Tuesday, October 22, 2013

My 40th State (and so much more)

I think I just need to stop pretending that I am ever going to start writing in here regularly.  I really want to, but for some reason, it just never happens.  I get too busy with work, with running, with traveling, or whatever, and I forget about it for a few months.  Then something happens.  And I want to talk about it.  And I return to my trusty blog for a post, only to have it then disappear again into the background.  But such is life...

But once again, here I am, feeling compelled to write.  I completed my 40th state half marathon yesterday, and I just have so much I want to say.  So many thoughts, so many feelings, so many stories that I want to get out - to immortalize in words on a page that nobody really reads.  And precious few have any to do with the actual race I ran.


A 20-year-old dream came true this past weekend.


I met Dean Cain.


I don't know if I ever will be able to say/write those words without a part of me feeling like this is something out of a dream - that suddenly I will wake up, comfortably snuggled under my polka dot comforter, and realize that this never actually happened.  That the hugs, the pictures, the ear kiss, and so many smiles are all part of a story that remains wholly contained within my subconscious.  


I actually had that thought this morning, upon awakening.  I was back in New Jersey, back in my bed, back in my reality where it seemed nothing had changed.  I grabbed my phone off the dresser and quickly went to my photos.  There it was.  There was my most coveted picture - one of Dean and me and my newly autographed 40th state race medal.  


This was real. 


I can barely write those words without getting choked up over the magnitude of what this means to me.  I know this must sound ridiculous.  I feel that pretty soon I'm going to start sounding as out of touch with reality as some of my patients do.  Or I'm going to come across as a crazy, celebrity stalker with a few too many screws loose.  But neither of those is true (well, I'm hoping, anyway.)

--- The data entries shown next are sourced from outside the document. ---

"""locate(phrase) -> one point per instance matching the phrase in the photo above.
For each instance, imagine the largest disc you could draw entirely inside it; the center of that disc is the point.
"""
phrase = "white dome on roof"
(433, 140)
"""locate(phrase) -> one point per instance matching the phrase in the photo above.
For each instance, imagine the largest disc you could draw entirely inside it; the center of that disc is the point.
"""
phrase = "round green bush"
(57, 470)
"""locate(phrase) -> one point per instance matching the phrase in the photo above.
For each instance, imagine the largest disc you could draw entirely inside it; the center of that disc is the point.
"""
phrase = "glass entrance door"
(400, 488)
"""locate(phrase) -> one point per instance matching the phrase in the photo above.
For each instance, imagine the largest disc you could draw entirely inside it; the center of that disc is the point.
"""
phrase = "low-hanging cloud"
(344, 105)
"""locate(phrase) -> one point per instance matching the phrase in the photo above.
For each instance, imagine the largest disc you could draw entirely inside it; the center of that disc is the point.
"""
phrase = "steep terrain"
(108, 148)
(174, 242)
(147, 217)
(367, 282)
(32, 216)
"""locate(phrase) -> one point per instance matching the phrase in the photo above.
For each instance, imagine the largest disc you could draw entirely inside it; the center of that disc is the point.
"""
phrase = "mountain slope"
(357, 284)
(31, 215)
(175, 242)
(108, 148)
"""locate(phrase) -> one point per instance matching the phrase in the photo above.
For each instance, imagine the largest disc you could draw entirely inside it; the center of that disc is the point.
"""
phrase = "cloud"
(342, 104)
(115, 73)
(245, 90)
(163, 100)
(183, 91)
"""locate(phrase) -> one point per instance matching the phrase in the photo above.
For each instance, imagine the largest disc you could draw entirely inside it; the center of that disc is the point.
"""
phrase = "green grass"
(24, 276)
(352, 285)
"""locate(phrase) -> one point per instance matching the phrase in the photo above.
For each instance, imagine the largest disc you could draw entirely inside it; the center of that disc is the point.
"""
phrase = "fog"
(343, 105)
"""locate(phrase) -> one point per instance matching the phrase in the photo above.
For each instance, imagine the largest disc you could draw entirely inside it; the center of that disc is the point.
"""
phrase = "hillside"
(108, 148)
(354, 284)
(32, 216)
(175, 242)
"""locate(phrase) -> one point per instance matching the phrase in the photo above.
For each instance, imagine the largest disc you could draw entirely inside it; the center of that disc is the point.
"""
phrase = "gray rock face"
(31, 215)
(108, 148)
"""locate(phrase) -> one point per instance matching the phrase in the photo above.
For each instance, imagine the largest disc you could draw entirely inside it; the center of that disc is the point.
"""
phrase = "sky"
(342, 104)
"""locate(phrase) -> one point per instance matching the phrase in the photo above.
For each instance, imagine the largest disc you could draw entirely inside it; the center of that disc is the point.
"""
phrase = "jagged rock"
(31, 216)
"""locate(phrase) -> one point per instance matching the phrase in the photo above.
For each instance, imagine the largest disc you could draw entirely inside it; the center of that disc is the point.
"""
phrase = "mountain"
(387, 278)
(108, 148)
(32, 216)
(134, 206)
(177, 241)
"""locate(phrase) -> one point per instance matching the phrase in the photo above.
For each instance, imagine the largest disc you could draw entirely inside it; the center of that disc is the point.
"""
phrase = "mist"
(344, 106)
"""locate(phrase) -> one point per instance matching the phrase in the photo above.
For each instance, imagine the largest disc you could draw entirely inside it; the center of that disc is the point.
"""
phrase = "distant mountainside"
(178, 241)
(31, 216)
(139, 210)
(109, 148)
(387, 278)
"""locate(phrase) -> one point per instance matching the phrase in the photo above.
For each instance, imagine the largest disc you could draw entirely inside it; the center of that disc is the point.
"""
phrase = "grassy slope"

I want so desperately to find the right words to express what this means to me, but I fear I never will.  The true significance of this event in my life will likely only ever be known or understood by myself.  But that's ok too.  I didn't do this for anybody else.  


My life was changed 20 years ago.  September 12, 1993.  Lois & Clark premiered on television.  I didn't care.  I was an 8-year-old girl.  I cared about Barbies and taking care of my baby dolls and going roller skating.  My parents, however, were interested in this new incarnation of the Superman legend.  They watched every Sunday night.  I remember asking them a couple of times to turn it off, to watch something else.  I didn't want to watch a show about a superhero.  Thankfully, they ignored me.  Not having much else to do at the time (oh, the perils of being eight), I started watching it with them.  It didn't take long.  By the end of season 1, I had asked my parents to get my hair cut "like Lois Lane's" and purchased my first (of many) Superman shirts.  By the time season 2 rolled around in the fall, I was already planning my Lois Lane Halloween costume.  (And, I'm pretty sure the summer between seasons 2 and 3 - after the proposal - was the longest of my life...and the first and only time I wished for summer to pass more quickly.)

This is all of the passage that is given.